Ankara katliamının acısını yüreklerinde hisset­tiklerini söyleyen Gamberra, barış için sesini yüksel­ten emekçilerin katliamının Soma katliamından ba­ğımsı düşünemediğini belirterek şöyle konuştu:

“Dayanışmadan bahsettiğimde kalbimden ve gönlümden son ölümcül katliamlarda hayatını kay­beden emekçilerle ilgili en içten duygularımı bildir­mek istiyorum. Katliamda barış için sesini yükselten emekçilerin katliamını Soma madende katliamdan bağımsız düşünemiyorum.
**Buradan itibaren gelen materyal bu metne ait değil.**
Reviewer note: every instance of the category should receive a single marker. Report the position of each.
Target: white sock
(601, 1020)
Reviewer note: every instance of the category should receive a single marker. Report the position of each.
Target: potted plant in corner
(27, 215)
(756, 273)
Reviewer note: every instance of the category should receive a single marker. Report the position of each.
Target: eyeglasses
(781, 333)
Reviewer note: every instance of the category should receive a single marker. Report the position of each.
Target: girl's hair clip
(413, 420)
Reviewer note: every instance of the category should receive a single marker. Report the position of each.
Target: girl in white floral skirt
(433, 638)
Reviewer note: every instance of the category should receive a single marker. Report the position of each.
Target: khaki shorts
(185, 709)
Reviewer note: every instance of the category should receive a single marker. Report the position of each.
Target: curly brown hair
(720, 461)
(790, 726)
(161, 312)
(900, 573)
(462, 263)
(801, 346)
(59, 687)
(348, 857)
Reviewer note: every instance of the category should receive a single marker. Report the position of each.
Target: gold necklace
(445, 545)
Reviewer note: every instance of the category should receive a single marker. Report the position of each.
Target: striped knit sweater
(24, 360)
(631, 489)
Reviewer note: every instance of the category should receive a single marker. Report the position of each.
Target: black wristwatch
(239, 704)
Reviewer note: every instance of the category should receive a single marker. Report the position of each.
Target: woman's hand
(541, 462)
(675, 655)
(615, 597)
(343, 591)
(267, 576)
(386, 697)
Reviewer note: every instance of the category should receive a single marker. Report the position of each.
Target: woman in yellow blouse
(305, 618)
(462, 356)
Hepsi için açıklamalar yaptık bizim de yürekten hissettiğimiz katliamlardı bunlar.”

“Yalnız dayanışmak değil eylem birliğine geç­memiz lazım”

Gambera “Yalnız dayanışmak değil eylem bir­liğine geçmemiz lazım. Dünya işçilerinin bir eylem birliği bulması gerekiyor.” dedi.
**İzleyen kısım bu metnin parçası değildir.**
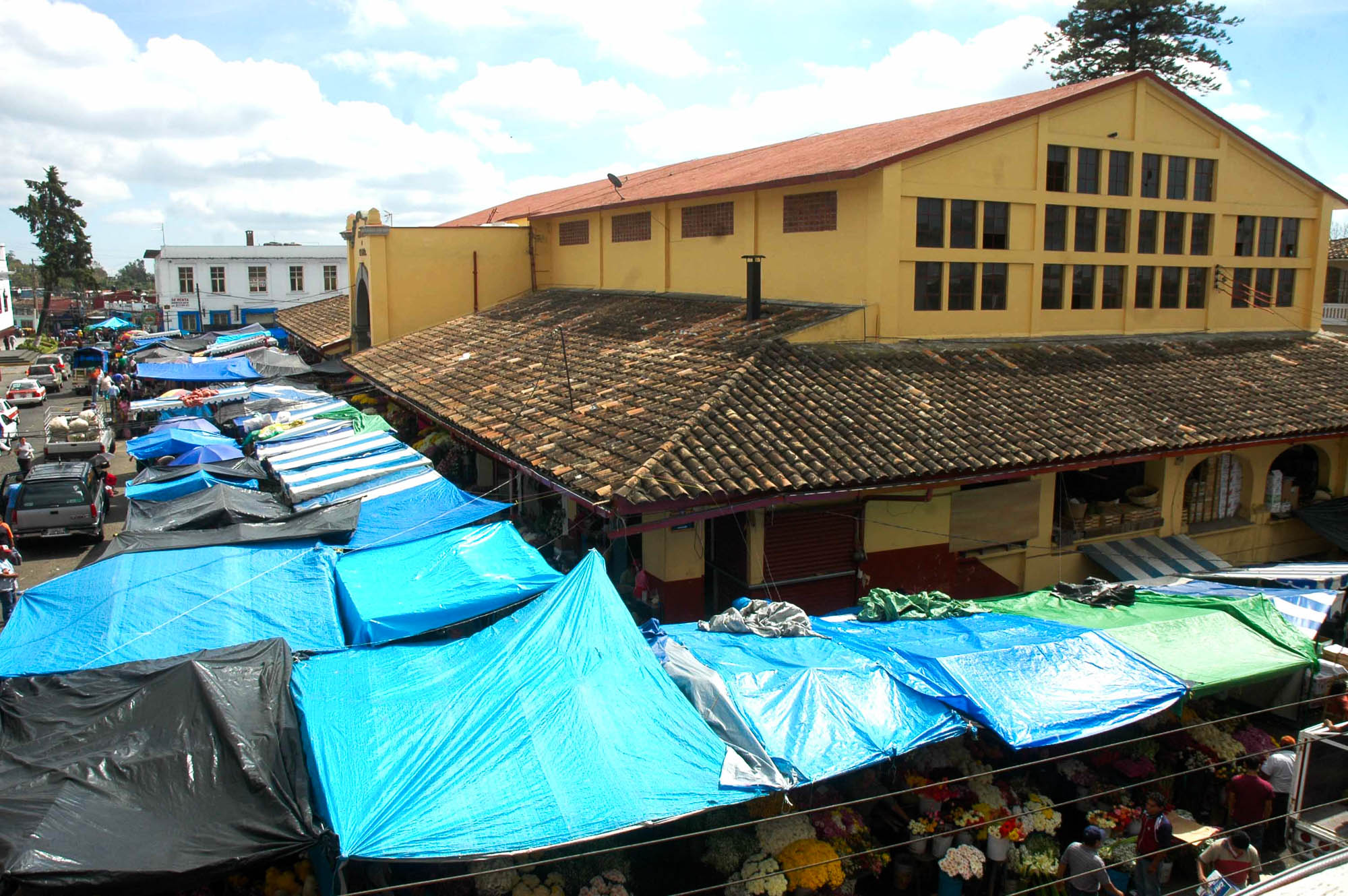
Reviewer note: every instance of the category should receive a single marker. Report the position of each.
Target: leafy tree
(59, 231)
(1107, 37)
“Eskimeyen Cümle: Dünyanın Bütün İşçileri Birleşin”

Gambera, Marx’ın sözünü hatırlatarak şöyle dedi: “Aslında bu konu da hiç eskimeyen bir cümle var: dünyanın bütün işçileri birleşin!”

“Yoldaşlar burada tarih yazıyorsunuz”

Gambera kendilerini dinlemeye gelen işçiler, si­yasi kurum temsilcileri, meslek örgütleri üyeleri ve gençlere seslenerek, “Siz yoldaşlar burada tarih yazı­yorsunuz. Bilin ki Uruguay’daki yoldaşlarınız da dos­tunuzdur. Bu tarihi birlikte yazmanın yollarını bulma­mız gerekiyor. Bilin ki beraberiz, bilin ki müttefikiz.”

Mujica’ya “Anadolu’ya Hoş Geldin” Hediyesi

Etkinlik öncesinde 8 yaşında Asya, Jose Mujica ve eşi Lucia Topalansky’e “Anadolu’ya Hoşgeldiniz” yazılı kızıl yıldızlı bayrak ve onların resimlerini yap­tığı resim hediye edildi. Mujica birlikte gerilla müca­delesi verdiği yoldaşı ve eşi ile kollarının birleşik çi­zildiği resmi ilgiyle inceleyerek, hediyeleri gönderen yoldaşa sevgilerini iletti.